Use the Stop-Limit order to trade a short term trap-zone breakout

Use the Stop-Limit order to trade a short term trap-zone breakout pattern!

The Stop-Limit order means
  • Once the stop price is reached it will become a limit order to buy or sell at the limit price
  • It's good to catch the quick move momentum
  • You can relax and let the market to fill your order according to your will
For example, one stock ABCD Inc. is forming a potential short term trap-zone breakout pattern in 15m chart:
  • Forming a UP pole from 10-12.50
  • Forming a trap-zone with width of 2.00
  • MACD is bullish up during the trap-zone
  • 5ma and 10ma becomes bullish after a golden cross
  • Apparently, two or multiple bottoms have been formed
Assuming the breakout point is 12.00, then put in a stop-limit buy order with stop at 12.01 and limit at 12.01 will means:
  • Once 12.01 is created in the market
  • The order will buy ABCD Inc. at 12.01
The expected profit taking target is: 12+2=14 or 12+2.5=14.5

If you want to watch the market, then you can exit when next trap-zone is formed.

You also can use the stop-limit order to sell and take the profits.
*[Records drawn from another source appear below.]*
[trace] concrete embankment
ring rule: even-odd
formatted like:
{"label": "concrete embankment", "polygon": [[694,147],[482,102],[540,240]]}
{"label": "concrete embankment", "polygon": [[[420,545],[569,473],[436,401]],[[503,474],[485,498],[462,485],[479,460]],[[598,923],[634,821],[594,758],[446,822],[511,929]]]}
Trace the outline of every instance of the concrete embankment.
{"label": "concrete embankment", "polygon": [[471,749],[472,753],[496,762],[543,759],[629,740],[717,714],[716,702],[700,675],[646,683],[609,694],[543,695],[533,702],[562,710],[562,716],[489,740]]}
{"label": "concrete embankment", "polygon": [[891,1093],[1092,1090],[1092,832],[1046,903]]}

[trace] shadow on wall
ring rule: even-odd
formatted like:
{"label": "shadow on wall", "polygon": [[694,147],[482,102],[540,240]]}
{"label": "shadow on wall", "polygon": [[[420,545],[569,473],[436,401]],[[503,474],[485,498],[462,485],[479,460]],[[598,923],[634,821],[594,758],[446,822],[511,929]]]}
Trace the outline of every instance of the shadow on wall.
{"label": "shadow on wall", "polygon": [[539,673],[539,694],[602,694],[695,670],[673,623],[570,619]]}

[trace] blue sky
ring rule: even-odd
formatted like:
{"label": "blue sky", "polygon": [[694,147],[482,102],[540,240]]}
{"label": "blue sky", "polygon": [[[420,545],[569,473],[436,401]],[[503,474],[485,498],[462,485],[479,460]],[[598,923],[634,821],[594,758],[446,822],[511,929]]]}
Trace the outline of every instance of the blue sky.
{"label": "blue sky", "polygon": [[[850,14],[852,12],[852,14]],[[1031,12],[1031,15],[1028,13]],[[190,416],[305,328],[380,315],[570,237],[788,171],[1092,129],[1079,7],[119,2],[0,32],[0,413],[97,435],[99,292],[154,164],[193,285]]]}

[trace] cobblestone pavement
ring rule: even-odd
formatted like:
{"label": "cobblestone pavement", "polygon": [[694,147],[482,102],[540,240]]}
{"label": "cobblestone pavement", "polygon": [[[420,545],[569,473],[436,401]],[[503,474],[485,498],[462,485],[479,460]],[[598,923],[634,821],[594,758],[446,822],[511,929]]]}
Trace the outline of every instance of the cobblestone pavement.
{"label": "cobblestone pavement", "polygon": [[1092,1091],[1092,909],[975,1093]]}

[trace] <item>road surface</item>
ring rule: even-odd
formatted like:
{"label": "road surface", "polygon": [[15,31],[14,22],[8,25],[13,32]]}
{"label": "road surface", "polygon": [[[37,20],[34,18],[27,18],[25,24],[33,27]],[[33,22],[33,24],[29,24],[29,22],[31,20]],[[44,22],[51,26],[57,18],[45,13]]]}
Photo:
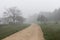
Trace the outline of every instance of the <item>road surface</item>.
{"label": "road surface", "polygon": [[41,27],[37,24],[32,24],[28,28],[10,35],[2,40],[44,40]]}

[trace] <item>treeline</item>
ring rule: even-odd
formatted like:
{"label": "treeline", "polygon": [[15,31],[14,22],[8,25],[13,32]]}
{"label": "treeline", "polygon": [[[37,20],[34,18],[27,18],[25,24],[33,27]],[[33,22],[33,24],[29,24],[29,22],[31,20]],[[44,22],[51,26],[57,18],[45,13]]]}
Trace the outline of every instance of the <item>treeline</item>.
{"label": "treeline", "polygon": [[3,17],[0,18],[0,24],[22,24],[25,18],[22,17],[22,12],[17,7],[5,9]]}

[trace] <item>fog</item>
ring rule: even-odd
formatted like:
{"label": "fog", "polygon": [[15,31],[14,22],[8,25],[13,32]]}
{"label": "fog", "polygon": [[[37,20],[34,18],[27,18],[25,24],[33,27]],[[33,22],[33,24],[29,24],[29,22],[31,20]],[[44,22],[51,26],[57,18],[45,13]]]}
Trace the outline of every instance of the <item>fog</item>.
{"label": "fog", "polygon": [[60,0],[0,0],[0,16],[10,7],[18,7],[24,17],[28,17],[40,11],[50,11],[60,8]]}

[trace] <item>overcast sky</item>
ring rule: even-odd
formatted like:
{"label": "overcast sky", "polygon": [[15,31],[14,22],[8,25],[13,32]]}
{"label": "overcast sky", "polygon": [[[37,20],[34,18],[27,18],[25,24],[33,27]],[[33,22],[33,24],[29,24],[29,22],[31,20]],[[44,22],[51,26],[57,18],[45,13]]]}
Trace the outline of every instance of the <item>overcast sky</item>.
{"label": "overcast sky", "polygon": [[0,0],[0,16],[4,9],[17,6],[28,17],[40,11],[53,11],[60,8],[60,0]]}

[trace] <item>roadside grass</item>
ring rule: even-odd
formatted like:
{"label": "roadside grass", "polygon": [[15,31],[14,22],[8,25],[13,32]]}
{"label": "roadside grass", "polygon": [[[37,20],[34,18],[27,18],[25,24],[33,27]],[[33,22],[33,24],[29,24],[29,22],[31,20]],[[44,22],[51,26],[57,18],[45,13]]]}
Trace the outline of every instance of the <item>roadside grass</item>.
{"label": "roadside grass", "polygon": [[60,24],[40,24],[46,40],[60,40]]}
{"label": "roadside grass", "polygon": [[19,25],[19,24],[4,24],[4,25],[0,25],[0,40],[2,40],[3,38],[21,31],[22,29],[28,27],[29,25],[27,24],[23,24],[23,25]]}

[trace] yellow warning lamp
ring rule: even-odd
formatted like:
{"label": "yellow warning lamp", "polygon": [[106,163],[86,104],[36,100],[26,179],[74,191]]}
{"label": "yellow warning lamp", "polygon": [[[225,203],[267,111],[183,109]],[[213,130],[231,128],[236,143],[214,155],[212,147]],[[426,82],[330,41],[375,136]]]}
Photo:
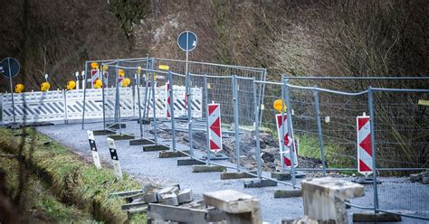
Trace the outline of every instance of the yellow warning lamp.
{"label": "yellow warning lamp", "polygon": [[279,111],[279,113],[281,113],[283,105],[284,105],[284,112],[286,112],[287,111],[286,103],[281,98],[276,99],[274,103],[272,104],[272,107],[274,107],[275,110]]}
{"label": "yellow warning lamp", "polygon": [[42,85],[40,86],[40,90],[43,92],[49,91],[49,89],[51,88],[51,84],[47,81],[43,81]]}
{"label": "yellow warning lamp", "polygon": [[103,86],[103,83],[101,82],[101,79],[97,79],[94,82],[94,88],[100,89],[102,86]]}
{"label": "yellow warning lamp", "polygon": [[129,84],[131,83],[131,79],[129,79],[129,78],[125,78],[123,80],[122,80],[122,87],[128,87],[129,86]]}
{"label": "yellow warning lamp", "polygon": [[124,77],[125,76],[125,70],[122,70],[122,69],[118,70],[118,75],[119,75],[119,77]]}
{"label": "yellow warning lamp", "polygon": [[92,68],[92,70],[98,70],[99,69],[99,63],[97,63],[97,62],[91,63],[91,68]]}
{"label": "yellow warning lamp", "polygon": [[24,89],[25,88],[24,87],[24,84],[18,83],[14,86],[14,92],[15,93],[22,93],[24,92]]}
{"label": "yellow warning lamp", "polygon": [[76,81],[70,80],[67,82],[67,90],[72,90],[76,87]]}

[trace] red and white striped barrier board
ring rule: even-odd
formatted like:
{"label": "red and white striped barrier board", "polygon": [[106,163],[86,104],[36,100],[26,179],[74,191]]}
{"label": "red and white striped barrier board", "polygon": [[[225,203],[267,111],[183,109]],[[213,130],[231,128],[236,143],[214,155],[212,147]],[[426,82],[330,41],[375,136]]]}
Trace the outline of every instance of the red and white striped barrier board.
{"label": "red and white striped barrier board", "polygon": [[211,152],[217,153],[222,150],[222,128],[221,128],[221,107],[219,104],[209,104],[208,126],[209,126],[209,149]]}
{"label": "red and white striped barrier board", "polygon": [[100,72],[99,70],[91,70],[91,82],[92,85],[95,84],[95,80],[100,79]]}
{"label": "red and white striped barrier board", "polygon": [[113,169],[115,170],[116,179],[122,179],[122,171],[120,170],[119,158],[116,152],[115,140],[108,137],[109,152],[110,153],[111,163],[113,163]]}
{"label": "red and white striped barrier board", "polygon": [[92,131],[87,131],[88,140],[90,141],[90,148],[92,153],[92,160],[94,161],[95,167],[101,169],[101,163],[100,163],[99,152],[97,151],[97,145],[95,144],[94,133]]}
{"label": "red and white striped barrier board", "polygon": [[170,99],[170,84],[167,82],[167,118],[171,117],[171,108],[174,108],[174,106],[171,107],[171,99]]}
{"label": "red and white striped barrier board", "polygon": [[[280,153],[283,154],[283,163],[287,167],[291,167],[291,148],[292,147],[292,138],[289,135],[288,130],[288,119],[287,116],[284,115],[283,119],[281,119],[281,114],[276,115],[276,123],[277,123],[277,133],[279,136],[279,146],[280,146]],[[281,128],[284,126],[284,136],[283,136],[283,144],[284,144],[284,151],[281,152]],[[293,131],[293,130],[292,130]],[[298,157],[297,157],[297,151],[293,150],[293,157],[294,157],[294,165],[295,167],[298,166]]]}
{"label": "red and white striped barrier board", "polygon": [[358,126],[358,172],[369,175],[373,173],[371,122],[368,116],[357,117]]}

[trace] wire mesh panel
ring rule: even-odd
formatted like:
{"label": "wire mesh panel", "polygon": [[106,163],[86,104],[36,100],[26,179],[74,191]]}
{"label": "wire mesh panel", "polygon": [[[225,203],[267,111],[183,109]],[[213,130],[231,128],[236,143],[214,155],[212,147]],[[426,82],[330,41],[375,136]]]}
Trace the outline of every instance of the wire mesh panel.
{"label": "wire mesh panel", "polygon": [[413,170],[429,168],[429,110],[419,104],[428,98],[429,90],[374,92],[377,166],[384,170],[379,175],[396,176],[378,186],[380,210],[429,219],[429,185],[423,180],[429,173]]}

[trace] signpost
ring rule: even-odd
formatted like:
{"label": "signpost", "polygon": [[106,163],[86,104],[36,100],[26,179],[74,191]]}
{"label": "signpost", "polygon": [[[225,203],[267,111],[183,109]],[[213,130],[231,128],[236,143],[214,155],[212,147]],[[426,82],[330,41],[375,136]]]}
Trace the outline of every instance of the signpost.
{"label": "signpost", "polygon": [[[188,72],[188,59],[189,51],[195,49],[198,39],[196,38],[195,33],[190,31],[185,31],[179,34],[177,37],[177,45],[182,50],[185,51],[186,54],[186,101],[192,102],[191,96],[191,83]],[[194,156],[194,147],[192,146],[192,103],[186,104],[187,106],[187,121],[188,121],[188,133],[189,133],[189,149],[190,149],[190,157]]]}
{"label": "signpost", "polygon": [[15,110],[14,110],[14,85],[12,83],[12,78],[15,77],[19,72],[20,65],[16,59],[5,58],[0,61],[0,72],[5,77],[9,78],[9,84],[11,89],[12,97],[12,109],[14,111],[14,124],[15,123]]}

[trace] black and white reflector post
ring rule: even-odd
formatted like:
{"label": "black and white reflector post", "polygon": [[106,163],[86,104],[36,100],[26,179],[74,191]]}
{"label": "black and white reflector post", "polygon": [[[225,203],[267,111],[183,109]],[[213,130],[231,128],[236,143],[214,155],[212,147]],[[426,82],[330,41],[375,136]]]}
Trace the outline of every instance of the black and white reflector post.
{"label": "black and white reflector post", "polygon": [[110,153],[111,163],[113,163],[113,168],[115,169],[116,178],[118,180],[122,179],[122,171],[120,170],[119,158],[118,158],[118,154],[116,153],[115,140],[108,137],[109,152]]}
{"label": "black and white reflector post", "polygon": [[101,163],[100,163],[99,152],[97,151],[97,145],[95,145],[94,133],[92,131],[87,131],[88,140],[90,140],[90,148],[92,153],[92,160],[94,161],[94,165],[97,169],[101,169]]}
For shorting a DOWN trend stock, the same rules can be applied because there are bearish trap-zones as well.

KEY things to remember:
  • Put the position open and position close orders when the market is closed so that the market fluctuations won't hurt your judge
  • Never be emotional, stay cool ( greedy ? or fear ? too happy ? too sad ?)
  • Just let the market carry out your orders as you planned (even you missed a big GAP)
  • Each trade could be done in 1~3 days, sometimes, but very rare, may be 5 days (or even longer)
  • Signals show up pretty often
  • Profit margin not very high, but pretty reliable, so could be scaled to large principles
After each trade or each week (may be each month, each year)
Review your trades, think hard and improve the trades! Especially, if the market can not carry out your trade plans as you planned ahead.